Un momento memorabile della storia di Dodo avviene durante il suo primo vero viaggio nel TARDIS. Sebbene la nave si fosse inizialmente spostata solo nello spazio per raggiungere New York nel presente della ragazza, Dodo ricopre subito un ruolo fondamentale nell'aiutare il Dottore a comprendere la reale natura dei presunti "Dei" che si trovano ad affrontare. Come raccontato in "Salvation", è proprio il legame particolare tra Dodo e la divinità chiamata Joseph a permettere alla ragazza di trarre in salvo le persone che quegli esseri avevano trascinato nel proprio mondo.

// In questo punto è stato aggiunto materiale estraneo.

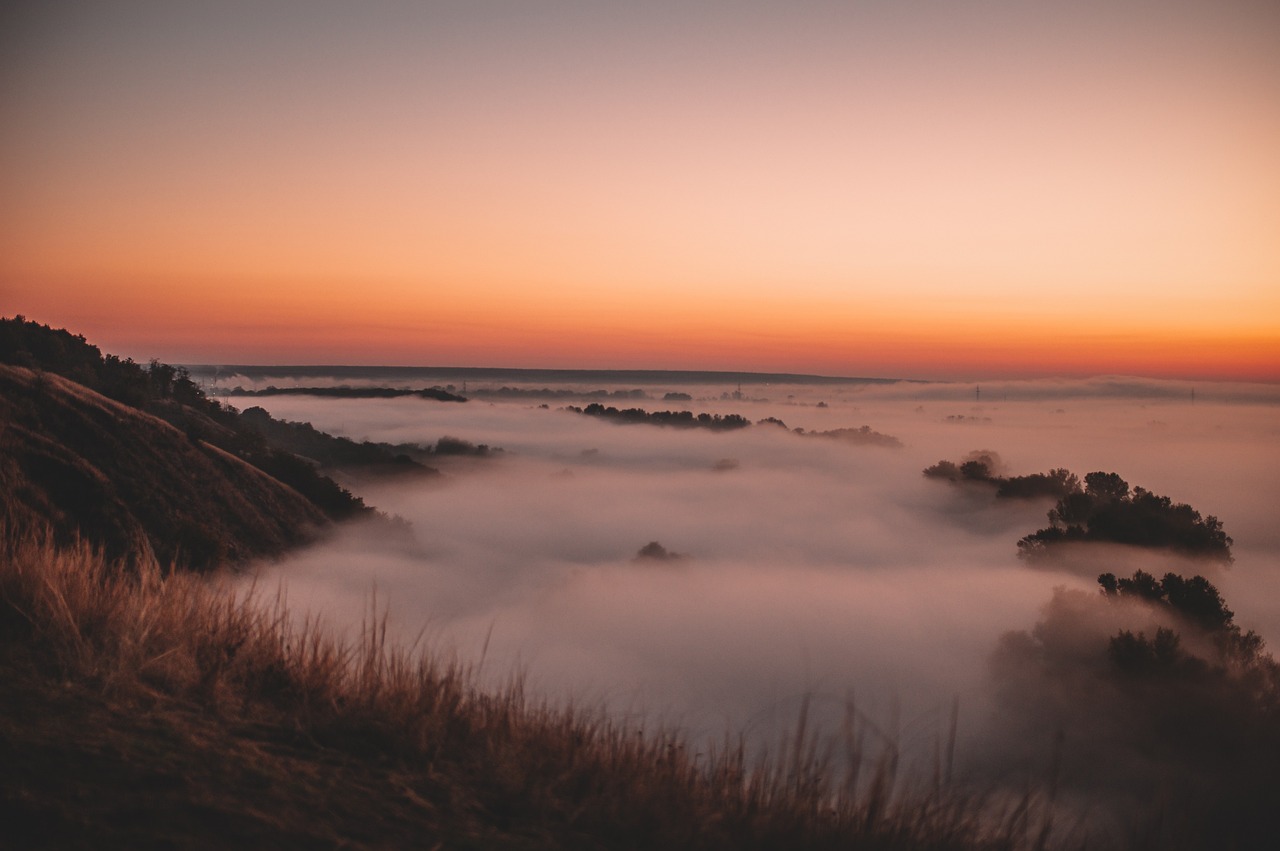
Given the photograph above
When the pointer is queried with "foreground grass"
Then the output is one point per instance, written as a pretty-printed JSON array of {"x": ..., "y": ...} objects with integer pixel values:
[{"x": 144, "y": 709}]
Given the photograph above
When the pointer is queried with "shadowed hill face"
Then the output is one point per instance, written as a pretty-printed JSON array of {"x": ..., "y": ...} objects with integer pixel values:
[{"x": 77, "y": 462}]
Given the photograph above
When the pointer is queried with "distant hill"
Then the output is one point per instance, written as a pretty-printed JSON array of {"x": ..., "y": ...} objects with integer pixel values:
[
  {"x": 140, "y": 461},
  {"x": 82, "y": 465}
]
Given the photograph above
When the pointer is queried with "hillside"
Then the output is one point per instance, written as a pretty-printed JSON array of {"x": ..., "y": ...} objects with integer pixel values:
[{"x": 78, "y": 462}]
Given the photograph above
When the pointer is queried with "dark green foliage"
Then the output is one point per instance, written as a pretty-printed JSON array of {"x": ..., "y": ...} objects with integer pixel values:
[
  {"x": 352, "y": 392},
  {"x": 169, "y": 393},
  {"x": 1056, "y": 483},
  {"x": 1156, "y": 694},
  {"x": 1192, "y": 602},
  {"x": 982, "y": 466},
  {"x": 330, "y": 452},
  {"x": 863, "y": 435},
  {"x": 947, "y": 470},
  {"x": 1109, "y": 511},
  {"x": 448, "y": 445},
  {"x": 680, "y": 419}
]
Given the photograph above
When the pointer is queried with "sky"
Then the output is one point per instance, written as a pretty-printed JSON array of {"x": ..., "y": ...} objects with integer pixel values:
[{"x": 927, "y": 190}]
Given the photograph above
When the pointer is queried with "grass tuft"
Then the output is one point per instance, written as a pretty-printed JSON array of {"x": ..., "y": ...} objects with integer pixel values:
[{"x": 465, "y": 762}]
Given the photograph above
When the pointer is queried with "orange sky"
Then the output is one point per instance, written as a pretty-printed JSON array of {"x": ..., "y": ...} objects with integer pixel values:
[{"x": 837, "y": 188}]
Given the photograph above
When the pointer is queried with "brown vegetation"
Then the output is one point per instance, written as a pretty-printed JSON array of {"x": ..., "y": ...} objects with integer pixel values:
[
  {"x": 150, "y": 709},
  {"x": 87, "y": 466}
]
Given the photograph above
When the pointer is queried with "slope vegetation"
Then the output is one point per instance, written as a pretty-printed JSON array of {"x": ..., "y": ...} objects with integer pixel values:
[{"x": 83, "y": 465}]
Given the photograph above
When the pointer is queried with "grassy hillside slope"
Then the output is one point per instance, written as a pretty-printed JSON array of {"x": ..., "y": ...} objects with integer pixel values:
[
  {"x": 81, "y": 463},
  {"x": 149, "y": 710}
]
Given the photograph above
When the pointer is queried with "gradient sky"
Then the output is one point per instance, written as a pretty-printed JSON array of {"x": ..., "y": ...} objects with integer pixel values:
[{"x": 923, "y": 190}]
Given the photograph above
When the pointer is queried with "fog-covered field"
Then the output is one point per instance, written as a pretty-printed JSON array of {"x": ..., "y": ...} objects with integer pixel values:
[{"x": 812, "y": 567}]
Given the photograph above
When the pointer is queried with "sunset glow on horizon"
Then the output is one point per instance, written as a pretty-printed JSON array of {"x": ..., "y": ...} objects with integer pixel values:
[{"x": 841, "y": 188}]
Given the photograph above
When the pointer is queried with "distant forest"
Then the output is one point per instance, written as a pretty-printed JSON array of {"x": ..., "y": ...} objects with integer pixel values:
[
  {"x": 170, "y": 394},
  {"x": 347, "y": 392},
  {"x": 1105, "y": 509}
]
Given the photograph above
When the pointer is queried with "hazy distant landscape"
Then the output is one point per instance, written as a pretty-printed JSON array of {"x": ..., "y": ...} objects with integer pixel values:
[
  {"x": 813, "y": 572},
  {"x": 772, "y": 562},
  {"x": 558, "y": 424}
]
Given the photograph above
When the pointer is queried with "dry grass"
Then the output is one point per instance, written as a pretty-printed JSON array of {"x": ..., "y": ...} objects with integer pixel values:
[{"x": 479, "y": 763}]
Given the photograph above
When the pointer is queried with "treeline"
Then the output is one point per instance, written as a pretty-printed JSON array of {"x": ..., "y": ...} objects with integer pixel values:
[
  {"x": 1109, "y": 511},
  {"x": 864, "y": 435},
  {"x": 548, "y": 393},
  {"x": 168, "y": 393},
  {"x": 677, "y": 419},
  {"x": 348, "y": 392},
  {"x": 1104, "y": 509},
  {"x": 1151, "y": 683}
]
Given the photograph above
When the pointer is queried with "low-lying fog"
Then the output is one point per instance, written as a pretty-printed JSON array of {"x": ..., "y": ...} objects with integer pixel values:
[{"x": 810, "y": 566}]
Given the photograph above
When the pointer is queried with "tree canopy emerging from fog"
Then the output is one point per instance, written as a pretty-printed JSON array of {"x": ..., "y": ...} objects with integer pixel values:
[
  {"x": 1150, "y": 683},
  {"x": 680, "y": 419},
  {"x": 1105, "y": 509}
]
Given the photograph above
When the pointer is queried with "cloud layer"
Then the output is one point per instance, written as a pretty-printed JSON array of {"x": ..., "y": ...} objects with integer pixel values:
[{"x": 814, "y": 567}]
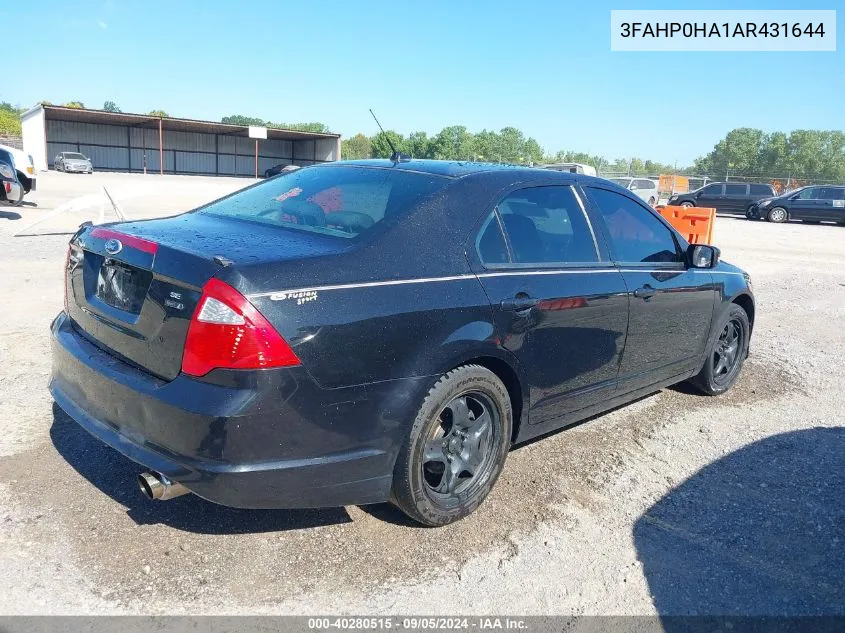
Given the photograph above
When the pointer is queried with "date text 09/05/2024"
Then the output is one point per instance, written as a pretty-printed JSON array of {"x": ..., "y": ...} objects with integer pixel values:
[
  {"x": 417, "y": 623},
  {"x": 725, "y": 30}
]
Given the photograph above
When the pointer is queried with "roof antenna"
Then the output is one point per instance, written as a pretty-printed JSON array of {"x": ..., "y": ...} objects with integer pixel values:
[{"x": 396, "y": 157}]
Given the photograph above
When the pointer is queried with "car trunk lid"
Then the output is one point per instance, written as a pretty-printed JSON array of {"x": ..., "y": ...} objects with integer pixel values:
[{"x": 132, "y": 288}]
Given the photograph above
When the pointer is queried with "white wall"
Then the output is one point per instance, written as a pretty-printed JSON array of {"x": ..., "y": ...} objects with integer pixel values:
[{"x": 35, "y": 136}]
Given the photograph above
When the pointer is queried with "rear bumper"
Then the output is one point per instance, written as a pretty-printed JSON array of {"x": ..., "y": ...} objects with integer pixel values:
[{"x": 270, "y": 439}]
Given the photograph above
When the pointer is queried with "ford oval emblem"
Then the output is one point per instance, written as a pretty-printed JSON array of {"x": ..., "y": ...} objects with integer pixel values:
[{"x": 113, "y": 247}]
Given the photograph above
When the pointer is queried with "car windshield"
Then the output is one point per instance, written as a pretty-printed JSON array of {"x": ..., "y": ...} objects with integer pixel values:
[{"x": 341, "y": 201}]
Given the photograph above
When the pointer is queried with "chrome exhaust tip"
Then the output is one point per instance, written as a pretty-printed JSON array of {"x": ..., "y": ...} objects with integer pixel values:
[{"x": 159, "y": 488}]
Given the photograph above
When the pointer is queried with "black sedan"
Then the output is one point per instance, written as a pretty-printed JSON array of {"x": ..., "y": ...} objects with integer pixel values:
[
  {"x": 359, "y": 332},
  {"x": 810, "y": 204},
  {"x": 281, "y": 168}
]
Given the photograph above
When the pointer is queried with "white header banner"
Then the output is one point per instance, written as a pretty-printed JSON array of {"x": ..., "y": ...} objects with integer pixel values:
[{"x": 717, "y": 30}]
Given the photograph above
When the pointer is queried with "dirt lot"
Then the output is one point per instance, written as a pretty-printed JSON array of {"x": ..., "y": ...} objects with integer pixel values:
[{"x": 675, "y": 504}]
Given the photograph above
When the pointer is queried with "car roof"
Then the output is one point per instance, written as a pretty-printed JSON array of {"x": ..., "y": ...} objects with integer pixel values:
[{"x": 461, "y": 169}]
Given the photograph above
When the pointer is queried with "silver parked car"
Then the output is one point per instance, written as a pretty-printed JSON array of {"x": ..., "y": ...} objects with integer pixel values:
[
  {"x": 73, "y": 161},
  {"x": 11, "y": 190},
  {"x": 645, "y": 188}
]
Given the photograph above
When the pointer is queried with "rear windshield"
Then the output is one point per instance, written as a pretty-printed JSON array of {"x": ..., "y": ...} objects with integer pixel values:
[{"x": 331, "y": 200}]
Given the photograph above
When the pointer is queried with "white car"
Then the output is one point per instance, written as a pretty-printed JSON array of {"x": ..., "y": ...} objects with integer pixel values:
[
  {"x": 24, "y": 166},
  {"x": 645, "y": 188}
]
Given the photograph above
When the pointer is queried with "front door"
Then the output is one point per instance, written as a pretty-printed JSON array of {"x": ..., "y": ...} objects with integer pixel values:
[
  {"x": 671, "y": 306},
  {"x": 832, "y": 204},
  {"x": 736, "y": 198},
  {"x": 560, "y": 306},
  {"x": 805, "y": 205}
]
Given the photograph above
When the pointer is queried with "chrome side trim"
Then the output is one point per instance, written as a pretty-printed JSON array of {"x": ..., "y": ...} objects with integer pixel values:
[{"x": 275, "y": 295}]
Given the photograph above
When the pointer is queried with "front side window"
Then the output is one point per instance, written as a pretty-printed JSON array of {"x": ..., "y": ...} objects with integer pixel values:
[
  {"x": 635, "y": 233},
  {"x": 810, "y": 193},
  {"x": 543, "y": 225},
  {"x": 832, "y": 193},
  {"x": 332, "y": 200}
]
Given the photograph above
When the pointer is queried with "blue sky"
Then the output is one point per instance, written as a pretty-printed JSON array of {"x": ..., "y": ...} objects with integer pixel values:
[{"x": 543, "y": 67}]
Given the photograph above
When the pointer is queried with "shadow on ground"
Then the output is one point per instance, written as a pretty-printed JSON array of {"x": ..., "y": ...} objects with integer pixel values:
[
  {"x": 758, "y": 532},
  {"x": 114, "y": 475}
]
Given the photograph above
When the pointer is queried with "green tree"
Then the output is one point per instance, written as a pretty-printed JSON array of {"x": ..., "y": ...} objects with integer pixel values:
[
  {"x": 453, "y": 143},
  {"x": 356, "y": 147},
  {"x": 418, "y": 145},
  {"x": 381, "y": 148}
]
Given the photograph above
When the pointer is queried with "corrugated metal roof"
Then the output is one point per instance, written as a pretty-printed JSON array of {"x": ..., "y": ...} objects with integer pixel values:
[{"x": 60, "y": 113}]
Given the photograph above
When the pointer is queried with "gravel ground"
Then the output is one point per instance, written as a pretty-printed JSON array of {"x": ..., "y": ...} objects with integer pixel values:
[{"x": 675, "y": 504}]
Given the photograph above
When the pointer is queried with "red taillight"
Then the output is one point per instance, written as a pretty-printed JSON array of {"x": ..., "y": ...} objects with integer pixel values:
[
  {"x": 65, "y": 278},
  {"x": 127, "y": 240},
  {"x": 227, "y": 331}
]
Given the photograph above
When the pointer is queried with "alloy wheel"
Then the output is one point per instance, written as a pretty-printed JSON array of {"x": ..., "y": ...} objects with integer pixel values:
[
  {"x": 726, "y": 354},
  {"x": 459, "y": 453},
  {"x": 777, "y": 215}
]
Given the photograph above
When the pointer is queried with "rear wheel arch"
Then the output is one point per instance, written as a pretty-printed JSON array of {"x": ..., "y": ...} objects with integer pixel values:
[
  {"x": 509, "y": 376},
  {"x": 24, "y": 180},
  {"x": 745, "y": 302}
]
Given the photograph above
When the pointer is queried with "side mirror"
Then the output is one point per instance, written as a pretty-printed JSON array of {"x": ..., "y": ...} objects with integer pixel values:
[{"x": 702, "y": 256}]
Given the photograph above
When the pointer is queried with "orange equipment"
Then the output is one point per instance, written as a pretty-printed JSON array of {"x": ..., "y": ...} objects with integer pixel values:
[{"x": 694, "y": 223}]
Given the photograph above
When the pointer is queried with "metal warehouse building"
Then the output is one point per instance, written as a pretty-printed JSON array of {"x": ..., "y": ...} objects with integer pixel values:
[{"x": 116, "y": 141}]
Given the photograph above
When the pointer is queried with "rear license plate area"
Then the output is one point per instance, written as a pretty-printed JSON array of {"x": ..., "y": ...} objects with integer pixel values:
[{"x": 121, "y": 286}]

Tuttavia, nonostante questa prima avventura, Dodo resta ancora del tutto ignara delle reali capacità del TARDIS come macchina del tempo. Quando la nave si materializza in una fitta giungla, la ragazza è assolutamente convinta di essere tornata a casa e di trovarsi nello zoo di Whipsnade. La sua deduzione sembra trovare una conferma schiacciante quando, durante l'esplorazione, il gruppo si imbatte improvvisamente in un elefante.

Dodo accetta finalmente la verità raccontata dal Dottore e da Steven solo di fronte all'evidenza dei fatti narrati in "The Ark". Una volta scoperto che quella giungla non è che un ambiente artificiale, la ragazza comprende di trovarsi a bordo di una colossale astronave in viaggio da settecento anni. È il momento della consapevolezza: la Terra è ormai un mondo morente e loro sono sospesi nel vuoto, in rotta verso il lontano pianeta Refusis.

Ultime parole:

Le sue ultime parole "effettive" nella serie vengono quindi riferite al Dottore da Polly, che gli consegna un messaggio da parte della ragazza:

"Dodo dice che non tornerà, Dottore. Ha deciso di restare qui a Londra. Ti manda i suoi saluti e ti ringrazia per tutto."